Neuronal network activity changes over time as a continuous flux of dynamic change; this is naturally explained in the random versus deterministic characteristics of brain organisation and also in the plasticity and adaptability of the brain during neuronal computations and information processing. ‘Free energy’ is a quantifiable statistical entropy measurement that is kept low when differences between environmental occurrences and internal brain organisations are reduced. However, free energy increases whenever biases, or mismatch between environmental occurrences and internal representational models in the brain occur.

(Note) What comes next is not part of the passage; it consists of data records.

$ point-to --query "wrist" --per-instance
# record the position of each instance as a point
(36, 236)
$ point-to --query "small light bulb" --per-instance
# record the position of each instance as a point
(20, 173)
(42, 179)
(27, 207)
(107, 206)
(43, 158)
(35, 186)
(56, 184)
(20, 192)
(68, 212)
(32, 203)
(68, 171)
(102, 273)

Intuitively, plasticity and changeability of neuronal networks directly associate to free energy. If a network is more plastic and changeable, it will adapt better to incoming stimuli from the environment, thus reducing the free energy more effectively. If plasticity is hampered, adaptability is reduced and free energy may even increase. Because altered plasticity is dominant in depression, plasticity-dependent free energy alterations can be tied to mood disorders in psychiatry.
Psychiatrists have always desired to achieve an objective of a direct linear ‘cause-and-effect’ correlation between the cause of a disease and its outcome. This is not possible when non-linear complex systems are involved. Thus, a first result from this study of the scientific literature is that the task of associating each mental disturbance to a specific phenomenological clinical entity is impossible, which is against the nature of brain organisation. Rather, the psychiatric phenomenologies are emergent properties from whole-brain disturbances in terms of connectivity (of active networks and RSNs, as well as small-world alterations), Hebbian experience-dependent plasticity and finally, altered dynamics of plasticity in relationship to reduction of free energy.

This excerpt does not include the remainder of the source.